Sementara itu, Dana Pihak Ketiga (DPK) masih tumbuh positif meskipun mengalami perlambatan laju pertumbuhan. Sampai dengan Oktober 2022, DPK tumbuh 9,41% (yoy). Intermediasi perbankan yang semakin baik sejalan dengan pulihnya aktivitas ekonomi.
"Dari sisi penawaran, peningkatan kredit didukung oleh standar penyaluran kredit yang tetap longgar, seiring dengan membaiknya appetite perbankan. Dari sisi permintaan, perbaikan intermediasi perbankan ditopang oleh pemulihan kinerja korporasi dan rumah tangga serta berlanjutnya aktivitas masyarakat," ujarnya.
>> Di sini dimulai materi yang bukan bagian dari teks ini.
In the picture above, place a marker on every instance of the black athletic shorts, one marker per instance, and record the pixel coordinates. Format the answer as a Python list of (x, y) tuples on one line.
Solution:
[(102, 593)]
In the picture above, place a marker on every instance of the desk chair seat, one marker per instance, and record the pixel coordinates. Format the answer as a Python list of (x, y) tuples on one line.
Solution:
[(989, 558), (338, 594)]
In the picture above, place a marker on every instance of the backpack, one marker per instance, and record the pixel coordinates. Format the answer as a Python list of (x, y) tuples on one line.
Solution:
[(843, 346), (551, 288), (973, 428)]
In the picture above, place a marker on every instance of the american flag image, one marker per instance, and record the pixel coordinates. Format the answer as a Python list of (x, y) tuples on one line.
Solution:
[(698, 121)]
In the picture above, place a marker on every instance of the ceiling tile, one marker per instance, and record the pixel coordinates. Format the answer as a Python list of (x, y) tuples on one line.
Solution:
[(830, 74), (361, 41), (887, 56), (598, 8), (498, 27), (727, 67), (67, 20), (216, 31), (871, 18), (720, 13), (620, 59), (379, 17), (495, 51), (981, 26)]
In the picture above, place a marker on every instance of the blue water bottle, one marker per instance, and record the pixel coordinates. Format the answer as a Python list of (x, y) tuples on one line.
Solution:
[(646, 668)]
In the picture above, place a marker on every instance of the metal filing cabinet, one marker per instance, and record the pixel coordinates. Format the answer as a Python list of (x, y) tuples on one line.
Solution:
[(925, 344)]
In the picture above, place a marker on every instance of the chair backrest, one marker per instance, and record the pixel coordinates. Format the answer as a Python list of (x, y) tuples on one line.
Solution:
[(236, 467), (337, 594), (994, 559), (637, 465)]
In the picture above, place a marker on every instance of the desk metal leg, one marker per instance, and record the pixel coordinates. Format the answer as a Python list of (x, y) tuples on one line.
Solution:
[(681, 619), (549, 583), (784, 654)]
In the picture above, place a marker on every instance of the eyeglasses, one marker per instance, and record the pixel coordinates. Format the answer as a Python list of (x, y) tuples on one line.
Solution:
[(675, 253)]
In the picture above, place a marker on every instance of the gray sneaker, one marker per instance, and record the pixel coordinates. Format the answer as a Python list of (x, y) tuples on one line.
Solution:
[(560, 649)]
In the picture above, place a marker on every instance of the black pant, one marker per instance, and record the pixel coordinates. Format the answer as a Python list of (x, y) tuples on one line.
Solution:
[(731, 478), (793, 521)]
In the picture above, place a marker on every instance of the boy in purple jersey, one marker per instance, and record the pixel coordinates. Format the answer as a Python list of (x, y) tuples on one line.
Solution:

Fahreza memproyeksi gejolak dan ketidakpastian ekonomi global masih menjadi risiko yang perlu diperhatikan di sektor keuangan, terutama karena inflasi global yang masih persisten tinggi dan meningkatnya kekhawatiran terhadap resesi global. Selain itu, kebijakan moneter The Fed dan sejumlah bank sentral utama lainnya diperkirakan masih akan cukup ketat untuk mengembalikan inflasi ke level sasaran.
"Karena itu, tekanan terhadap sektor keuangan pada tahun 2023 mendatang dirasa masih cukup kuat. Meskipun sektor keuangan domestik masih cukup resilien dalam menghadapi risiko yang mungkin akan datang," kata Fahreza.